On cross-examination, Palomar testified that, after he arrived at the house on December 2, 2007, the victim's mother was instructed to take the victim to the hospital but he does not know whether she did. Palomar did not call the paramedics or take any pieces of clothing from the house, since the victim's mother had told them the incident had occurred a week earlier and she informed them that she had done the laundry since then. After defendant told him that he had cleaned up his sperm with his girlfriend's bathrobe, he asked about the robe and A.M. told him that she had already washed it. However, he did not look at the mattress, he did not ascertain whether the mattress was covered by a sheet, and no evidence technicians came to look at the mattress.
¶ 40 Palomar further testified on cross that he typed out A.M.'s statement but he did not show it to her because he had typed it out in English. His report indicated that A.M. told him that she woke up at 5 a.m. on December 2, 2007, and she woke defendant at 5:30 a.m.
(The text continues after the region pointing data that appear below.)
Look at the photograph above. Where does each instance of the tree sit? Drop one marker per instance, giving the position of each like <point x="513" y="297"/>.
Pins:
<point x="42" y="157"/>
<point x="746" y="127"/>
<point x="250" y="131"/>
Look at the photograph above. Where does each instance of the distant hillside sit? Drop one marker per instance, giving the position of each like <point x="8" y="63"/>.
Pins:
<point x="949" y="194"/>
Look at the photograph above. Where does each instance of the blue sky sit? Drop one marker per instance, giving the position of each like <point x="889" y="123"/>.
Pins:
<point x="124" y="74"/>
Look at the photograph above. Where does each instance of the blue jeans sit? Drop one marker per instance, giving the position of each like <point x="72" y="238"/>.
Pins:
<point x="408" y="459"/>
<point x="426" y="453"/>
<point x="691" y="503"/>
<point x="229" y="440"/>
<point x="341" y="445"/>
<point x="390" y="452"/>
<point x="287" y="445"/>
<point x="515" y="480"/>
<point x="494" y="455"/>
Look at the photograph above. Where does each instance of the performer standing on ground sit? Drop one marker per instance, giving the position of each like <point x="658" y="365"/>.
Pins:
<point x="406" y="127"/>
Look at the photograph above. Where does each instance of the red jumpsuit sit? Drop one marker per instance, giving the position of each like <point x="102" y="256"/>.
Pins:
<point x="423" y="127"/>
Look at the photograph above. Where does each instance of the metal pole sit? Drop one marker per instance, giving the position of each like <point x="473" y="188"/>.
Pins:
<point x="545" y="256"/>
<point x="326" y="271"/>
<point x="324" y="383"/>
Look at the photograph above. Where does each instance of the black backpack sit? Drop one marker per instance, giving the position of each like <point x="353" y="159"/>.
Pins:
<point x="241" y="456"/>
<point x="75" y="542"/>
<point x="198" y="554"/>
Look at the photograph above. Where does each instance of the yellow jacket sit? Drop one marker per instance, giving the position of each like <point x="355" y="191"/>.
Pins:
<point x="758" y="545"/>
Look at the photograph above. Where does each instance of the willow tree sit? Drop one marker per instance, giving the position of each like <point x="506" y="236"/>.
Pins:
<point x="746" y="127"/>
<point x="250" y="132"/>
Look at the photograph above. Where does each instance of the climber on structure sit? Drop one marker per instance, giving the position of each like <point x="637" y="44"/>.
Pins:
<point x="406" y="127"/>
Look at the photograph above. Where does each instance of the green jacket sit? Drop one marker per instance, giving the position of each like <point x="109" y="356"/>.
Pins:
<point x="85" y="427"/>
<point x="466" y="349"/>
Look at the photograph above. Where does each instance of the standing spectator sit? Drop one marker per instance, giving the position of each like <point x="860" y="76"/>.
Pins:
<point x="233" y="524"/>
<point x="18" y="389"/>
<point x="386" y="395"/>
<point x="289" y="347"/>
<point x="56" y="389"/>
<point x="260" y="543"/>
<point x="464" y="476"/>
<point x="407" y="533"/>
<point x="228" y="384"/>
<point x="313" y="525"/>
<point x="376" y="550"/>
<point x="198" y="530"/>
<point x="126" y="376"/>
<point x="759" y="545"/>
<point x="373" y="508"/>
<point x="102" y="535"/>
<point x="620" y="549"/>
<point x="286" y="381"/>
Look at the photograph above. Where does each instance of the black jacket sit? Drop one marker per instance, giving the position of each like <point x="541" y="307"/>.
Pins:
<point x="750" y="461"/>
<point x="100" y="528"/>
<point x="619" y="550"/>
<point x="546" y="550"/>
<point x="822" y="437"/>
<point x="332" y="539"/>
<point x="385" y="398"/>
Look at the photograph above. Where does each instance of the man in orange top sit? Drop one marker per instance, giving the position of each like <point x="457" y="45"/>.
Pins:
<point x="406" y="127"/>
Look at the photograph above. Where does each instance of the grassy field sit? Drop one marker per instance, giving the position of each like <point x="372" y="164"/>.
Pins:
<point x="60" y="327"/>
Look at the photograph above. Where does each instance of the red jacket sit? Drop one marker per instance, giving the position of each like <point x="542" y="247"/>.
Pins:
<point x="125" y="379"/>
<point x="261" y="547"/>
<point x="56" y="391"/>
¶ 41 After hearing closing arguments and jury instructions, the jury found defendant guilty on all three counts of predatory criminal sexual assault against G.M. At the sentencing hearing on April 11, 2011, after hearing factors in mitigation and aggravation, the trial court sentenced defendant to three consecutive six-year sentences for a total of 18 years with IDOC. Defendant filed a timely notice of appeal on April 11, 2011, and this appeal followed.
¶ 42 ANALYSIS
¶ 43 On this direct appeal, defendant claims: (1) that the trial court erred by failing to instruct the jury with IPI Criminal 4th No. 11.66, which is required whenever a trial court admits into evidence a child's sexual-assault outcry statements pursuant to section 115–10 of the Code of Criminal Procedure of 1963 as an exception to the hearsay rule (725 ILCS 5/115–10(c) (West 2006)); and (2) that he is entitled to an additional day of credit for time served, which the State concedes. For the following reasons, we affirm defendant's conviction but order the mittimus corrected to reflect an additional day of credit for time served.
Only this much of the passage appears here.